Sasaki, Y.; Numakura, T.; Yamada, M.; Sugiura, H.; Matsunaga, T.; Ida, T.; Morita, M.; Suzuki, A.; Matsumoto, S.; Kawaguchi, M.; Kawabe, T.; Tayama, S.; Okuyama, Y.; Takata, T.; Inaba, K.; Watanabe, S.; Suzuki, M.; Sano, H.; Kyogoku, Y.; Tanaka, R.; Mitsune, A.; Ichikawa, T.; Fujino, N.; Tamada, T.; Ishii, N.; Ichinose, M.; Akaike, T.; Motohashi, H.
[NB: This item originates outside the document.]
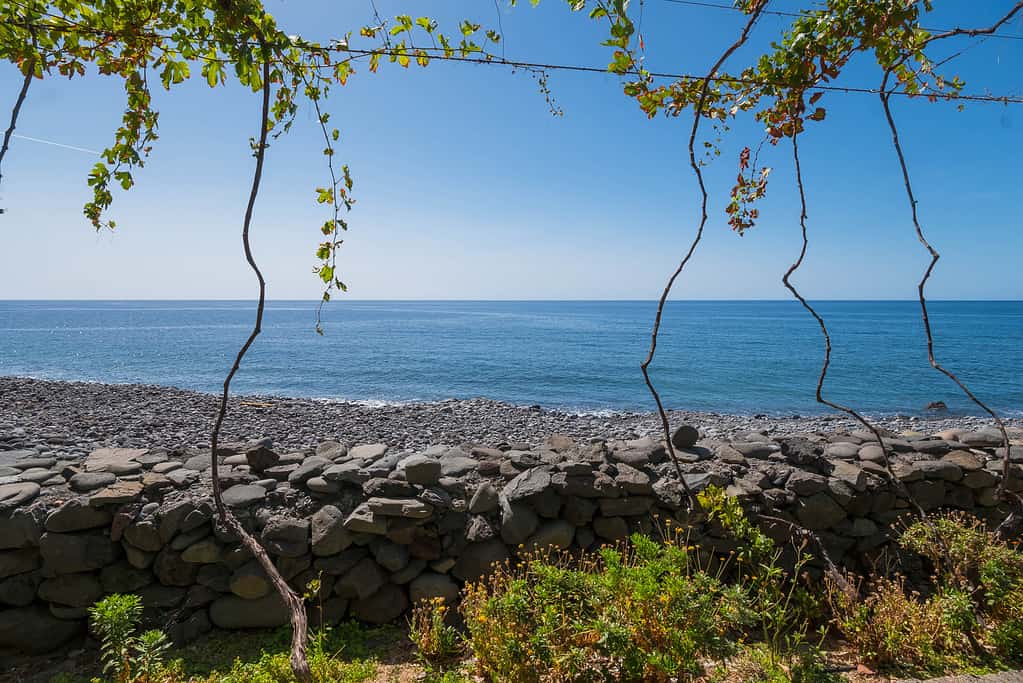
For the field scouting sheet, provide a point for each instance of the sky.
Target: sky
(468, 187)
Immunometabolism regulates functions and fates of immune cells including T cells. Supersulphides, which are universal metabolites containing catenated sulphur atoms, have various physiological functions based on their unique redox properties. Here we found that activation of T-cell receptor (TCR) signalling was accompanied by supersulphide decrease, which suggests a regulatory contribution of sulphur metabolism to immune function. Consistently, inhibiting supersulphide synthesis facilitated TCR activation and exacerbated allergen-induced type 2 inflammation in mice. Supplementation with glutathione trisulphide (GSSSG), a major endogenous supersulphide, suppressed TCR signalling in naive CD4+ T cells and their differentiation and effectively alleviated the inflammation. Docking simulation revealed interaction of GSSSG with CD3e chain in the TCR/CD3 complex, which was supported by mass spectrometry detection of persulphidated glutathionylation at a functionally important CXXC motif of CD3e chain. This study identified a new post-translational modification with supersulfides and demonstrated a critical contribution of sulphur metabolism to TCR signalling regulation.